Francis William Aston was born in Harborne, Birmingham, England, on September 1, 1877. He was educated first at Malvern College and later at Mason's College, Birmingham, later to become Birmingham University. He worked as a brewery chemist from 1900 to 1903 before accepting a research position at Birmingham University. After a world tour in 1909, he was invited by J. J. Thomson to join him at the Cavendish Laboratory at Cambridge. Aston spent the rest of his academic career in various positions at Cambridge. He died there on November 20, 1945.

After discovering the electron in 1897, Thomson decided to study the positively charged canal rays first observed by German physicist Eugen Goldstein (1850-1930) in 1886. He constructed an instrument that accelerated the canal rays through magnetic and electrical fields. The fields caused the rays to travel in a parabolic track whose shape was determined by the mass and velocity of the particles constituting the rays. Thomson found that canal rays produced by the excitation of neon gas formed two distinct tracks in his instrument. He was uncertain as to which of a number of explanations correctly accounted for this observation.
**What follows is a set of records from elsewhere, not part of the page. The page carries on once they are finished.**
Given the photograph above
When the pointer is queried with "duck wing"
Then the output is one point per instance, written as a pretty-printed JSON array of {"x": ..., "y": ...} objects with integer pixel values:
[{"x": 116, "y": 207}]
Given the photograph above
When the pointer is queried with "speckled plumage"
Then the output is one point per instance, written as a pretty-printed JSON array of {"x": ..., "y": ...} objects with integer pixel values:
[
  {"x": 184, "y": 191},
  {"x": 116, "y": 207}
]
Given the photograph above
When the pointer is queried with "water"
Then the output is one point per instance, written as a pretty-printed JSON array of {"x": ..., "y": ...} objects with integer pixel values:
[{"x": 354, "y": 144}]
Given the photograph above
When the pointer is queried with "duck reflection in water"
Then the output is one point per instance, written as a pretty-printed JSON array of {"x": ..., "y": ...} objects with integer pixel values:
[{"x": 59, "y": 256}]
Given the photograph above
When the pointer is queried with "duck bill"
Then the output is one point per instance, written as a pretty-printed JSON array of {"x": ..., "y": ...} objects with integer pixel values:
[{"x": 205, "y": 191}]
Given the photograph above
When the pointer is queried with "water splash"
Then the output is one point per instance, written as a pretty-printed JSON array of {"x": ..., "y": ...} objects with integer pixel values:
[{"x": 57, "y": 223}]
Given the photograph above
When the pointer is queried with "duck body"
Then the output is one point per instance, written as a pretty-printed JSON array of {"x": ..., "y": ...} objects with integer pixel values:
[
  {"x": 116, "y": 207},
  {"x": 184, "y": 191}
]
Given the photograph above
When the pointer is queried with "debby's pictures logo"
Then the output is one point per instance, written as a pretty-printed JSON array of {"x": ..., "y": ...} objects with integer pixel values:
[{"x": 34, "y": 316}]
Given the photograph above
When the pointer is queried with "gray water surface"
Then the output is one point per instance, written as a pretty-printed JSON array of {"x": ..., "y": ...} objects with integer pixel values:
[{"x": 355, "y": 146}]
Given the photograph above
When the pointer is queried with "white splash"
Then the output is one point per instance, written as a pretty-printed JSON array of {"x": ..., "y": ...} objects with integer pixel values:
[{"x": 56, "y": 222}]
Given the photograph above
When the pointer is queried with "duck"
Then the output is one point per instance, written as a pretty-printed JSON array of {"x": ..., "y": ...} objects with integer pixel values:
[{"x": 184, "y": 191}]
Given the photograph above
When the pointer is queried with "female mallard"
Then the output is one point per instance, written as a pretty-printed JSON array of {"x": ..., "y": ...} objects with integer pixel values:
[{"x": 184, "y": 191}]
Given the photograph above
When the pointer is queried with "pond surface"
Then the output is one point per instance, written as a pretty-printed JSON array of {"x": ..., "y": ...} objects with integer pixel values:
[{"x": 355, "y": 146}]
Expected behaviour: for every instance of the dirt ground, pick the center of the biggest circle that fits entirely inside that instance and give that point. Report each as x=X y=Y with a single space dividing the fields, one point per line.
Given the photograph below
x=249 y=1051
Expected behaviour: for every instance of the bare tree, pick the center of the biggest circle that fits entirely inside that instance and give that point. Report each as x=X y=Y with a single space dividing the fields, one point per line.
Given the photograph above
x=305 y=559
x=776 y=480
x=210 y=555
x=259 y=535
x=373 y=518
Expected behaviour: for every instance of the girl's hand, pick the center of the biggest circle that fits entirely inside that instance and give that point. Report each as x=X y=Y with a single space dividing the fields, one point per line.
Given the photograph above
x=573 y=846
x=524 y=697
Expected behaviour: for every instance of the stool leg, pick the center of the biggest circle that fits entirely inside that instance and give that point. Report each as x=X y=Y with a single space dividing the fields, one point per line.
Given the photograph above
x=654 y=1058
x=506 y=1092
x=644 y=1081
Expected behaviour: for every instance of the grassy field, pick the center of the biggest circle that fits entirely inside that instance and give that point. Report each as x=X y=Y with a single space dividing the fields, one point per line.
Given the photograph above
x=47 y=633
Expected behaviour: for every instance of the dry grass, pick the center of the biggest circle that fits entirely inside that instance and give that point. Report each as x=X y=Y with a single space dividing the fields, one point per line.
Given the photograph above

At this point, Thomson asked Aston to take over this line of research. Aston focused his attention at the outset on the improvement of Thomson's original instrument. Over the next decade, he made further refinements on the device until it was eventually able to resolve two tracks with an accuracy of one part in 10,000.

The mass spectrograph (also known as mass spectrometer) that Aston designed exposes a beam of positively charged particles to both an electrical and magnetic field. Aston found a way to modify the magnetic field so that particle beams are separated from each other entirely on the basis of their masses, not their velocities. With his improved instrument, Aston was able to demonstrate in 1919 that the two tracks observed by Thomson in his research were isotopes of neon with masses of 20 and 22 in a ratio of ten parts to one. Over the next two decades, Aston studied all but three of the known stable elements, identifying 212 different isotopes in the process. Eventually, Aston's mass spectrograph design was improved upon by those of A. J. Dempster (1886-1950), K. T. Bainbridge, and A. O. Nier. Today, the mass spectrograph continues to find use in a wide variety of research applications.